The pain poured out while I fought the lump in my throat. The years had gone by in slow motion. The only relief from thoughts of her was the saving grace of hockey. “I miss you so much. I feel alone all the time. It's supposed to get easier, or at least that's what everyone says.” But they’re wrong. I've had the love of my life, I'd had it all, and it was gone. There was nothing for me.
I despised my quiet apartment in the city, the place where my mind ran in dark circles, not letting me escape. Night would strangle me with dreams of her over and over again relentlessly. Hockey and being on the Minnesota Wild, along with booze, were the only things that kept me from imploding all together. I trace her smile with my finger. “I don't think things will get better.” I looked over to see her walking away and disappearing into the night. “I don’t think I want to be here anymore, Amy. I think I'm done.”

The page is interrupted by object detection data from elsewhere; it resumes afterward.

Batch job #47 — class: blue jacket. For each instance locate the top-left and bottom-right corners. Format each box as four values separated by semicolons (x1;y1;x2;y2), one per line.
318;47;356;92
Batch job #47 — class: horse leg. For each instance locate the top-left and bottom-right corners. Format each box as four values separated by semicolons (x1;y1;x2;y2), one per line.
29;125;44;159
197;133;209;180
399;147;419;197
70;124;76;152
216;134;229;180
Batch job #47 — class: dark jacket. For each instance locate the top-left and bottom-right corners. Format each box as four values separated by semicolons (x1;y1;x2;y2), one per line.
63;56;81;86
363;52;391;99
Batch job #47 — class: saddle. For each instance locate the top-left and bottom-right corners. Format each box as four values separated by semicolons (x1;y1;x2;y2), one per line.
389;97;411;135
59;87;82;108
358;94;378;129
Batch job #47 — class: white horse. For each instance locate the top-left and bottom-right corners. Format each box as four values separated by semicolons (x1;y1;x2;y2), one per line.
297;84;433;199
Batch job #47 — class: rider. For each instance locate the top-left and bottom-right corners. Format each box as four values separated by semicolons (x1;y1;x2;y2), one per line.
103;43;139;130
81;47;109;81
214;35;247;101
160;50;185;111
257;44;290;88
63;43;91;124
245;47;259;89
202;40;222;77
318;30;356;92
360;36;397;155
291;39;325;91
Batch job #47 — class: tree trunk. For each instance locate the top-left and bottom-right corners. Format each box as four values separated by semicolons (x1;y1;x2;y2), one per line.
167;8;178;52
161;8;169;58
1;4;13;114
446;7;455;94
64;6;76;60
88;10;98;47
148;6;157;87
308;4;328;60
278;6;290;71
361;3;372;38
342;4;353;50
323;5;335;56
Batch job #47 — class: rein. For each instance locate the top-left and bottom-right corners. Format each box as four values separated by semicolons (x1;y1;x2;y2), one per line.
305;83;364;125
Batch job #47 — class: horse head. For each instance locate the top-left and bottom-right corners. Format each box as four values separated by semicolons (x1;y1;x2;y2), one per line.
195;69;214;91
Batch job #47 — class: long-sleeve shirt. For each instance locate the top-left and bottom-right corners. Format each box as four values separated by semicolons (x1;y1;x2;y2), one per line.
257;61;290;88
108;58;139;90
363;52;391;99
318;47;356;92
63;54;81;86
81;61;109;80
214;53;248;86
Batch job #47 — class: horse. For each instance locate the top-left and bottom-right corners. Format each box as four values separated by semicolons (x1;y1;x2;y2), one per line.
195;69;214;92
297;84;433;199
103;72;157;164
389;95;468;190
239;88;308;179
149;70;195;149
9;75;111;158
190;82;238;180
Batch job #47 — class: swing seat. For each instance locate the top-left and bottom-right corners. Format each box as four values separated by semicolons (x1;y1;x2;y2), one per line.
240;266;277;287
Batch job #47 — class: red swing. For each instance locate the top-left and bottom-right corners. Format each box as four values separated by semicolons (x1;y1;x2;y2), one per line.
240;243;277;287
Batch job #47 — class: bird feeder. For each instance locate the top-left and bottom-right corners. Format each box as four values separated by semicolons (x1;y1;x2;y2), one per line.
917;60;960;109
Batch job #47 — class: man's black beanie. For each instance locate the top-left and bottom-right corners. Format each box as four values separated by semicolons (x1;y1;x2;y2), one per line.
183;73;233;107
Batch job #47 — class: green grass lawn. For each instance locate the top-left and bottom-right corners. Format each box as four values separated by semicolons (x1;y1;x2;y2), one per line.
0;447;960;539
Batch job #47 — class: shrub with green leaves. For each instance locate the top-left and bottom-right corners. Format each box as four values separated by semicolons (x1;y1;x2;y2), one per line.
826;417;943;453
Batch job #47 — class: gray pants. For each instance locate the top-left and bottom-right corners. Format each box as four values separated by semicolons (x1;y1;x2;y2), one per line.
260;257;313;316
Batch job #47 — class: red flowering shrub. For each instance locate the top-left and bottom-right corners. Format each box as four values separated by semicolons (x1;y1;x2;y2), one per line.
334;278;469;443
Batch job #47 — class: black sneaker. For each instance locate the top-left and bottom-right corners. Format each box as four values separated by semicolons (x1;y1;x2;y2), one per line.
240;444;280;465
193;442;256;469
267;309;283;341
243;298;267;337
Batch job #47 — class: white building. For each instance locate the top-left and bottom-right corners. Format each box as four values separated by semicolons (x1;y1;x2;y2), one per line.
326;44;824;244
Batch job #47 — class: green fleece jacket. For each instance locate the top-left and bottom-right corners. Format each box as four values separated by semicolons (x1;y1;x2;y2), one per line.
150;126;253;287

My words hung in the frozen air for a moment before a gust of wind came out of nowhere. A large branch from the tree above dropped onto my head with a kurplunk. My laughter followed, echoing around me. “Are you kidding me right now? How can you still make your point better than anyone?” I stood and looked down at her photo. “I hear you, and I'll try. But help me, Amy. Show me a sign. Send me something so I know I can find the light at the end of this thing. It's been so dark for so long. Please show me.”
* * *
I awoke with the familiar restlessness as the dark cloud that followed me was already by my side. The one person who could’ve pushed me through was my mother, the one who adopted me when I was her foster kid, but she died of breast cancer the year before Amy’s accident. The women who loved me always left me.
But it was time to channel her energy. She and Amy were strong, and I needed to be that. I had to do something different. It was a new day, and I was pushing forward. I needed to stop medicating myself with alcohol. I’d managed to keep all the balls in the air, professional hockey and life, but I wouldn’t be able to pull that off forever. Jack Daniels had become my bestie and confidante, but it was time to shut him down. Last call.
I hopped in the shower and was a little hesitant to go downstairs. I’d always assumed I’d live out most situations in my life, but I didn’t know how to react to a woman I was pulling around my kitchen floor on her stomach after she threw fists and maced herself.
I quietly entered to see her working on some large foam flowery thing with her back toward me. White flowers were everywhere again, and she was using a hot glue gun to stick them on the foam boards. My eyes took in the way her black leggings hugged her ass, and the jet-black hair that hung past the center of her back.